Soon after they had talked a while together, 
[9]they turned to me, saluting cordially; 
and having witnessed this, my master smiled;
and even greater honor then was mine, 
[10]for they invited me to join their ranks- 
I was the sixth among such intellects.
So did we move along and toward the light, 
[11]talking of things about which silence here 
is just as seemly as our speech was there.
We reached the base of an exalted castle, 
[12]encircled seven times by towering walls, 
defended all around by a fair stream.
We forded this as if upon hard ground; 
[13]I entered seven portals with these sages; 
we reached a meadow of green flowering plants.
The people here had eyes both grave and slow; 
[14]their features carried great authority; 
they spoke infrequently, with gentle voices.
We drew aside to one part of the meadow, 
[15]an open place both high and filled with light, 
and we could see all those who were assembled.

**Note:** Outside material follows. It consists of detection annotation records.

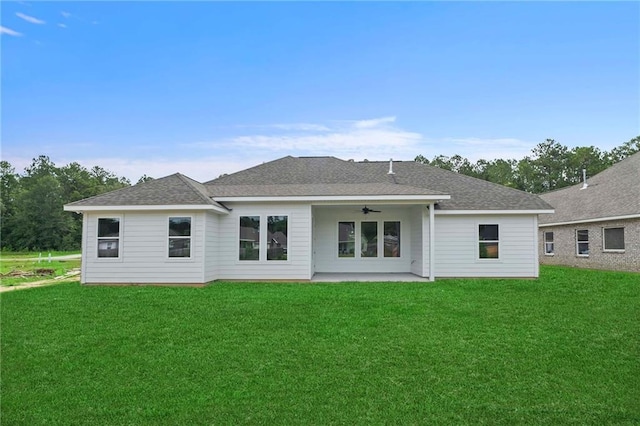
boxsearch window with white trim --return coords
[98,217,120,257]
[360,222,378,257]
[238,215,289,262]
[338,222,356,257]
[478,224,500,259]
[337,220,401,259]
[576,229,589,256]
[238,216,260,260]
[602,227,624,251]
[544,231,555,255]
[169,217,191,257]
[267,216,289,260]
[384,222,400,257]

Facing me there, on the enameled green, 
[16]great-hearted souls were shown to me and I 
still glory in my having witnessed them.
I saw Electra with her many comrades, 
[17]among whom I knew Hector and Aeneas, 
and Caesar, in his armor, falcon-eyed.
I saw Camilla and Penthesilea 
[18]and, on the other side, saw King Latinus, 
who sat beside Lavinia, his daughter.
I saw that Brutus who drove Tarquin out, 
[19]Lucretia, Julia, Marcia, and Cornelia, 
and, solitary, set apart, Saladin.
When I had raised my eyes a little higher, 
[20]I saw the master of the men who know 
seated in philosophic family.
There all look up to him, all do him honor: 
[21]there I beheld both Socrates and Plato, 
closest to him, in front of all the rest;
Democritus, who ascribes the world to chance, 
[22]Diogenes, Empedocles, and Zeno, 
and Thales, Anaxagoras, Heraclitus;
I saw the good collector of medicinals, 
[23]I mean Dioscorides; and I saw Orpheus, 
and Tully, Linus, moral Seneca;
and Euclid the geometer, and Ptolemy, 
[24]Hippocrates and Galen, Avicenna, 
Averroes, of the great Commentary.
I cannot here describe them all in full; 
[25]my ample theme impels me onward so: 
what’s told is often less than the event.